Szymon Malicki (GLKS Nadarzyn): Od początku było wiadomo, że goście są w tym spotkaniu faworytem. Chcieliśmy im stawić opór. Pierwsza gra to dobry pojedynek Marcina Kusińskiego z Danielem Górakiem. Wyniki setów wyjaśniały się w samych końcówkach. Ja w meczu z Wandżim nie miałem żadnych szans. On był bardzo dobrze przygotowany do tej gry, a ja słabo się zaprezentowałem i byłem bardzo roztrzęsiony w całej partii. Zbyszek Grześlak pokazał się dzisiaj z bardzo dobrej strony. Szkoda, bo trochę nie miał szczęścia w końcówkach. Grał bardzo dobrze, ale nie udało się.


 W ubiegłych rozgrywkach byliście beniaminkiem i walczyliście o utrzymanie. Teraz macie silniejszy skład i chyba wypada wam walczyć o środek tabeli. Jak oceniasz waszą grę po tych kilku kolejkach w tym sezonie?


– Oczywiście Marcin jest dla nas dużym wzmocnieniem. Liga jest silna, Bogoria i Gorzów to dwie najsilniejsze ekipy. Reszta drużyn jest w naszym zasięgu, mecze kończą się wynikami 3-2. Uciekły nam punkty właśnie z Lęborkiem i Rzeszowem po minimalnych porażkach. Na pewno będziemy walczyć.

 

Panie Marcinie, poproszę o podsumowanie derbów Mazowsza…


Marcin Kusiński (GLKS Nadarzyn): Faworyt nie zawiódł. Zawodnicy Grodziska trochę zaskoczyli nas wysoką formą, bo wszyscy grali bardzo dobrze. My nie graliśmy źle, jedynie gra Wandżiego z Szymkiem byłą jednostronna. Wandżi nie dał naszemu tenisiście rozwinąć skrzydeł i wyszło, dlaczego Wang jest zawodnikiem światowej klasy. Postawą Daniela w meczu ze mną byłem bardzo zaskoczony.

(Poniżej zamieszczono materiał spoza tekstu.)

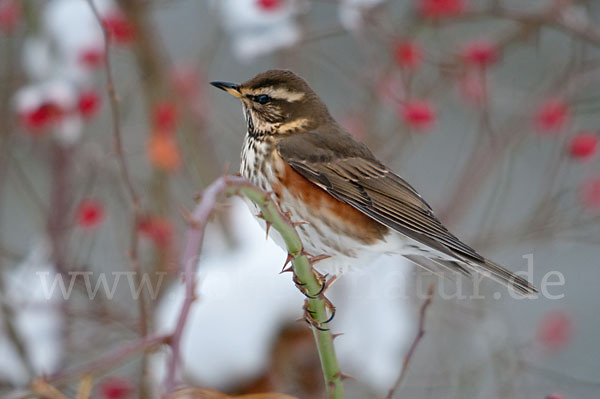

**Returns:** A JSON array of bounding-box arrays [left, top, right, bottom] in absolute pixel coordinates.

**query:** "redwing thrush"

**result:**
[[211, 70, 537, 296]]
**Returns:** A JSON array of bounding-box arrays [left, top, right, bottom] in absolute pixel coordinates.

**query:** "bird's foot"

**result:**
[[293, 271, 326, 299], [302, 298, 336, 331]]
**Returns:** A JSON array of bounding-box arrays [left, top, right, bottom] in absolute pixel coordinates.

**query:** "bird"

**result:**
[[210, 69, 538, 297]]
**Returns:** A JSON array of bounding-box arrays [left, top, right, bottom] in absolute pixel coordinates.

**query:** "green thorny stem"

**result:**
[[228, 176, 344, 399]]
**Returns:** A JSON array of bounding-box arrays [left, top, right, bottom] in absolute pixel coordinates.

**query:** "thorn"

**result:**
[[292, 220, 309, 227], [194, 192, 203, 202], [280, 254, 294, 273], [255, 211, 265, 220], [265, 221, 272, 240], [325, 274, 340, 291], [280, 266, 294, 274], [180, 207, 200, 228], [332, 333, 344, 341], [340, 373, 355, 381], [309, 254, 331, 265], [305, 308, 316, 317]]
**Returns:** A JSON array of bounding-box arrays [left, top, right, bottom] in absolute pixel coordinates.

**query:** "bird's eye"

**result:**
[[255, 94, 271, 104]]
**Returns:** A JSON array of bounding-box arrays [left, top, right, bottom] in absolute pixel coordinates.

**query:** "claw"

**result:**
[[323, 307, 336, 324], [293, 273, 307, 287], [322, 296, 337, 323], [301, 298, 336, 332], [302, 299, 328, 331], [293, 273, 325, 298], [312, 279, 327, 298], [306, 317, 329, 331]]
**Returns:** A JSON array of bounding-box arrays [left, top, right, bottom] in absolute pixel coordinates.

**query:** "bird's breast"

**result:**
[[239, 133, 393, 274]]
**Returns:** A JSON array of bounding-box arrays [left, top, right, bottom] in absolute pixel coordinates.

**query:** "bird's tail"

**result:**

Teraz gra o wiele lepszy pingpong. W tamtym roku obserwowałem go, gdy graliśmy razem w Ostrzeszowie, dlatego myślę, że jego przenosiny do Grodziska Mazowieckiego były strzałem w dziesiątkę. Liczyłem na kilka błędów z jego strony w tym meczu, jednak nic takiego nie wystąpiło. Gratuluję mu bardzo dobrej gry.

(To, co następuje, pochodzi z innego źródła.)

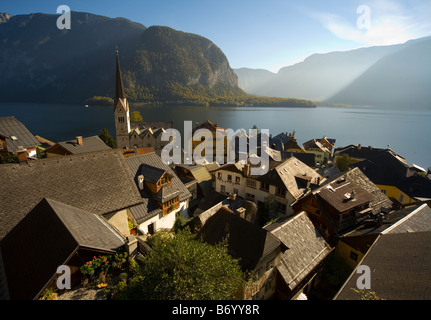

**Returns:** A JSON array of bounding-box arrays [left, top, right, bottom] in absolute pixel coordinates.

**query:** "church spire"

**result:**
[[115, 50, 126, 104]]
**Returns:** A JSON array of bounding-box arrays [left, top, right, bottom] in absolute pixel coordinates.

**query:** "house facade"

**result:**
[[302, 139, 332, 167], [124, 152, 192, 235], [213, 157, 323, 217]]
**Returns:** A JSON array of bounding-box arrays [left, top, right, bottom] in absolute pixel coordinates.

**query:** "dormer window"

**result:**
[[160, 175, 171, 186]]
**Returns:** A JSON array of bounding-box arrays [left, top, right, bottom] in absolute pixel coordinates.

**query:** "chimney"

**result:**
[[138, 175, 145, 190], [357, 144, 361, 150], [16, 146, 27, 163], [236, 207, 246, 219], [76, 136, 83, 146], [126, 234, 138, 256], [243, 164, 250, 177]]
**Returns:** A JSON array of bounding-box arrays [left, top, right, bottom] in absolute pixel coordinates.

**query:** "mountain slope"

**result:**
[[235, 43, 404, 101], [0, 12, 243, 104], [235, 68, 276, 94], [235, 37, 430, 107], [326, 37, 431, 109]]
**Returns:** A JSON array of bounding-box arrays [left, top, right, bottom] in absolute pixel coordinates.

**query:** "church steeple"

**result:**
[[114, 50, 131, 149], [115, 50, 126, 105]]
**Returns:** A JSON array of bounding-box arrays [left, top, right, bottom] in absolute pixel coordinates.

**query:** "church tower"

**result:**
[[114, 51, 131, 149]]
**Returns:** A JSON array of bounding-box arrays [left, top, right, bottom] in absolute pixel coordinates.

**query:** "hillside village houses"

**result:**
[[2, 52, 431, 301]]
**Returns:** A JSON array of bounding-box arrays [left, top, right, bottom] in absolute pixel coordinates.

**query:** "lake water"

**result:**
[[1, 102, 430, 169]]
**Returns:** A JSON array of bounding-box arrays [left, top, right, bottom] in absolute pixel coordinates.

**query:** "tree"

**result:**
[[256, 198, 278, 227], [130, 111, 143, 123], [99, 128, 117, 149], [335, 154, 356, 172], [0, 153, 18, 164], [119, 229, 245, 300]]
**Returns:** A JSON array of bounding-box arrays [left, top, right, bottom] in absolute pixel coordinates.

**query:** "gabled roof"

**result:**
[[335, 231, 431, 300], [381, 203, 431, 234], [272, 157, 323, 199], [34, 135, 56, 148], [124, 152, 192, 202], [340, 204, 431, 246], [350, 151, 408, 186], [128, 196, 162, 225], [140, 164, 168, 184], [282, 151, 316, 168], [0, 198, 125, 300], [302, 139, 331, 153], [198, 207, 281, 272], [334, 145, 397, 161], [265, 212, 332, 291], [175, 163, 213, 195], [319, 167, 393, 214], [0, 116, 39, 153], [132, 120, 174, 131], [316, 180, 375, 213], [270, 132, 301, 153], [351, 152, 431, 199], [48, 136, 111, 155], [0, 149, 144, 240], [192, 120, 226, 133]]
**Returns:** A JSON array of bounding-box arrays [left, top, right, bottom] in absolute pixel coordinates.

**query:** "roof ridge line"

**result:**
[[381, 203, 428, 234]]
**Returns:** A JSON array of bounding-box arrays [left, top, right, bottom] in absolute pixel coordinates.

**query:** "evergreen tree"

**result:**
[[99, 128, 117, 149]]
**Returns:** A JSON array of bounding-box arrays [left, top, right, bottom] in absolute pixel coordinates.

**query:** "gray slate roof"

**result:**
[[129, 199, 162, 225], [0, 149, 144, 240], [265, 212, 333, 291], [140, 164, 167, 184], [335, 231, 431, 300], [381, 203, 431, 234], [54, 136, 111, 154], [175, 163, 213, 196], [0, 198, 125, 300], [0, 116, 39, 153], [317, 167, 393, 214], [199, 207, 281, 272]]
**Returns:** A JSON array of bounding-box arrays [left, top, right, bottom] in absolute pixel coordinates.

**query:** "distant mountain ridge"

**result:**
[[0, 11, 242, 104], [235, 36, 431, 109]]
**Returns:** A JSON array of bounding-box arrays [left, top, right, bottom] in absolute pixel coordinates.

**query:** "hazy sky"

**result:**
[[4, 0, 431, 72]]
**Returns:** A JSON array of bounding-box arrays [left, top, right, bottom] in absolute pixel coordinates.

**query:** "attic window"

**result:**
[[10, 135, 18, 141]]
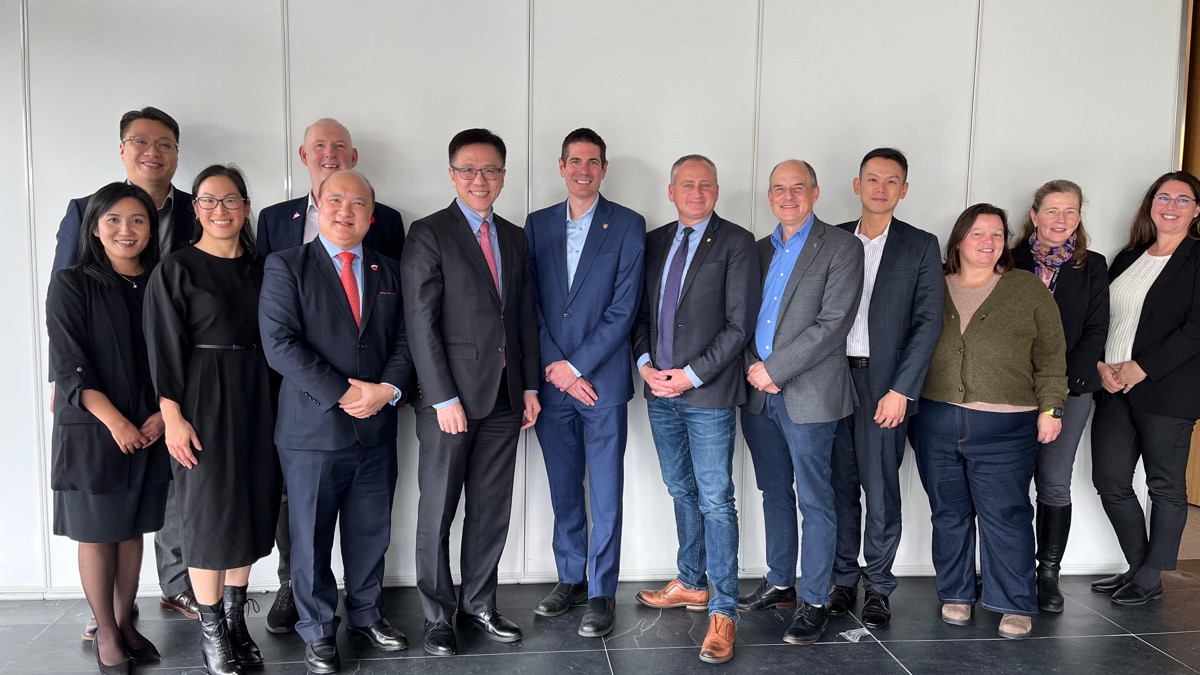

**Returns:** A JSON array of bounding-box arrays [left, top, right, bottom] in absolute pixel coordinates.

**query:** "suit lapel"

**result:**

 Daniel powiedział, że było to jego pierwsze zwycięstwo z Marcinem Kusińskim…


– Tak, ale to już jest taki czas, że jeśli on chce jeszcze grać w pingponga, to musi wygrywać takie spotkania. Ja już jestem typowym ligowcem, a on będzie chciał jeszcze powrócić do reprezentacji, czego mu bardzo życzę, bo jest moim bardzo dobrym przyjacielem.


Tak naprawdę wynik pokazuje tą różnicę, jaka dzieli oba zespoły. My nastawiamy się na okolice środka tabeli, a Bogoria to główny kandydat do tytułu mistrza Polski.

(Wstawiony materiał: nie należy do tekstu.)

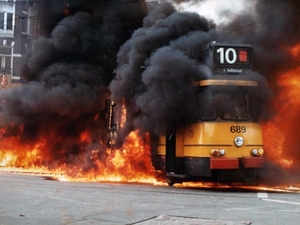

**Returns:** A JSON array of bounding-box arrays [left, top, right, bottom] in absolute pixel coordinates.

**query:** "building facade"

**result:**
[[0, 0, 39, 89]]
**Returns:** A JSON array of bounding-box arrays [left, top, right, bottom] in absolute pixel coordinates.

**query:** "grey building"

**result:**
[[0, 0, 40, 88]]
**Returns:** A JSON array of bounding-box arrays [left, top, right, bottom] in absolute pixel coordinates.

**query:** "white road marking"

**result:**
[[261, 199, 300, 206], [224, 208, 251, 211], [257, 192, 300, 205], [279, 210, 300, 212], [257, 192, 268, 199]]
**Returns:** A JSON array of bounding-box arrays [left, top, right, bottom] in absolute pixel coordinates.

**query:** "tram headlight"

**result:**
[[219, 149, 226, 156], [210, 149, 219, 156], [258, 149, 264, 156], [251, 149, 259, 156], [210, 149, 226, 156], [251, 148, 264, 157], [234, 136, 244, 147]]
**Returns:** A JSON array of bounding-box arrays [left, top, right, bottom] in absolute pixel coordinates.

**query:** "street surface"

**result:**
[[1, 173, 300, 225]]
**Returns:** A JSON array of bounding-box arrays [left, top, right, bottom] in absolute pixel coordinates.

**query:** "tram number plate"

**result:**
[[230, 126, 246, 133]]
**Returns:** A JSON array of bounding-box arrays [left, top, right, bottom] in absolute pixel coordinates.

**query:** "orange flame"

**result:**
[[120, 103, 127, 128], [262, 44, 300, 170], [0, 125, 158, 183], [62, 130, 157, 183], [0, 93, 161, 184]]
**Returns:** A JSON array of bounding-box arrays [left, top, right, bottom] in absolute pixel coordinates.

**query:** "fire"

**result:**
[[175, 182, 300, 193], [0, 95, 161, 184], [79, 130, 92, 143], [60, 130, 158, 183], [0, 152, 17, 166], [262, 44, 300, 171], [0, 128, 44, 168], [2, 41, 300, 185], [0, 126, 158, 183], [120, 103, 127, 128], [290, 44, 300, 57]]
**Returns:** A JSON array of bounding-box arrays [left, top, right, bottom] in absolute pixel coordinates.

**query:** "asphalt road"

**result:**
[[0, 173, 300, 225]]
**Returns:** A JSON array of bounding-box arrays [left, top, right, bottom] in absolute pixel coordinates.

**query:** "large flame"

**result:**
[[262, 44, 300, 171], [0, 124, 158, 183], [0, 91, 161, 183], [63, 130, 157, 183]]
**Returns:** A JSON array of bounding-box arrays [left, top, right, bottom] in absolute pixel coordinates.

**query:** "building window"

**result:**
[[7, 13, 12, 30], [0, 12, 4, 29], [0, 12, 12, 30], [1, 56, 5, 68]]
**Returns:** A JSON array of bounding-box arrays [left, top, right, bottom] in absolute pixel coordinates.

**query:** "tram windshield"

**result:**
[[197, 90, 252, 121], [215, 93, 250, 120]]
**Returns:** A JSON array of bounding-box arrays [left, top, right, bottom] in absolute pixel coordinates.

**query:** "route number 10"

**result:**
[[216, 47, 237, 64]]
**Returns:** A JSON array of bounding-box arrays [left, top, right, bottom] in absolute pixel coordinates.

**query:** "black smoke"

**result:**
[[109, 2, 271, 140], [110, 2, 216, 136], [0, 0, 147, 168], [218, 0, 300, 87]]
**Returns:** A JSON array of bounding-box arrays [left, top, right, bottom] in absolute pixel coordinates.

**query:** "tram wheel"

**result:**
[[166, 177, 175, 186]]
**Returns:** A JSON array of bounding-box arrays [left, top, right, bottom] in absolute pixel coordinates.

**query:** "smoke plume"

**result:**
[[109, 2, 216, 137], [109, 2, 270, 137], [0, 0, 299, 179], [218, 0, 300, 79], [0, 0, 147, 169]]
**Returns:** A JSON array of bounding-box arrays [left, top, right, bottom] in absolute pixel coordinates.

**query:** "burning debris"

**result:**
[[0, 0, 299, 185]]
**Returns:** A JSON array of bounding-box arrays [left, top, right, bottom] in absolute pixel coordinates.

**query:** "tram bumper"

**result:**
[[210, 157, 265, 169], [241, 157, 265, 168], [210, 158, 239, 169]]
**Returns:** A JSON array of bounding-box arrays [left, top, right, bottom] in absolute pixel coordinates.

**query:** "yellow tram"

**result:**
[[153, 42, 266, 185]]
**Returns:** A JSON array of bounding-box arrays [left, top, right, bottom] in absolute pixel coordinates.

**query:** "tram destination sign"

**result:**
[[213, 44, 252, 74]]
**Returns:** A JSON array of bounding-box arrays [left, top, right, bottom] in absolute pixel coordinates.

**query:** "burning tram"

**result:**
[[152, 42, 266, 185]]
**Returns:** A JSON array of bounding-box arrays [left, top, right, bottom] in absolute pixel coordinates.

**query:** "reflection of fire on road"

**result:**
[[176, 182, 300, 193]]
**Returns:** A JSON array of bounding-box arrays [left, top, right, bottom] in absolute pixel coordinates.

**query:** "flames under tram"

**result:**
[[153, 42, 266, 185]]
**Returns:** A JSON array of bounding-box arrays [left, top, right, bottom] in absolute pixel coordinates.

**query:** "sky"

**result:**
[[172, 0, 256, 25]]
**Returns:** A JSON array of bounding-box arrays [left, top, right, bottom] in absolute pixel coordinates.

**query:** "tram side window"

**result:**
[[198, 89, 217, 121]]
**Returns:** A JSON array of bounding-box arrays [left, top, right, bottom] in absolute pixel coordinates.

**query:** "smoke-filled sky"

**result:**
[[109, 1, 271, 137], [0, 0, 300, 171], [161, 0, 251, 24]]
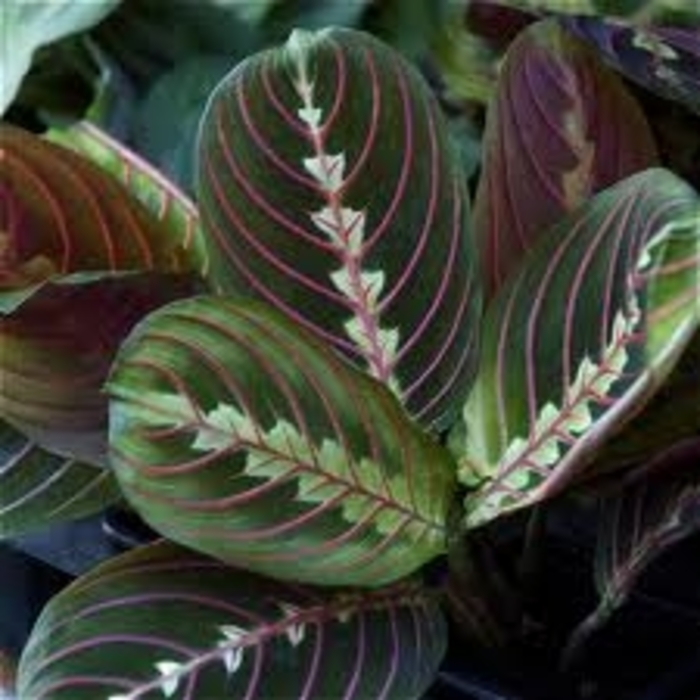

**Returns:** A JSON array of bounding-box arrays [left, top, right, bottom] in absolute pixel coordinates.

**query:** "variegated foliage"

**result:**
[[197, 27, 481, 431], [108, 297, 457, 587], [0, 126, 199, 523], [18, 541, 446, 700], [459, 169, 700, 527]]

 Na co stać GLKS w tym sezonie?


– Bardzo żałujemy, bo mieliśmy szansę mieć osiem punktów. Była duża okazja na zwycięstwa z Rzeszowem i Lęborkiem. Myślę, że gdyby Nadarzyn grał w składzie z ubiegłego sezonu, to nie oszukujmy się, ale by spadł z ekstraklasy. Poprzez rozbicie się Trasko i odejście każdego z nas do innego zespołu liga się bardzo wyrównała. Jest dużo ciekawiej na pozycjach od trzy do osiem. Stało się to dla dobra ligi, ale też dla dobra zawodników, którzy odeszli. My byliśmy i nadal jesteśmy dobrymi kolegami, ale ten ostatni rok w Trasko był całkiem nieudany. Wrzucono nam nie wiadomo po co trenera Michałą Dziubańskiego. Chłopaki ciągle przyjeżdżali i mówili jak ciężko trenują. W drużynie po prostu nie było atmosfery. Teraz chłopaki są w innych klubach, nie mają, nazwijmy to, sztucznego trenera. Swoją dobrą grą w lidze muszą udowodnić, że liczą się jeszcze w reprezentacji. Dla mnie też to jest dobra motywacja, bo zawsze grałem o medale mistrzostw Polski, a tutaj mam większą odpowiedzialność. Myślę, że również uda mi się rozegrać większą ilość gier przez cały sezon.


Taki mecz z Grodziskiem jest dla nas bardzo korzystny, ale chcielibyśmy głównie się dobrze przygotowywać do spotkań, które tak naprawdę możemy wygrać.


 Kto faworytem do finału? Bogoria i Gorzovia?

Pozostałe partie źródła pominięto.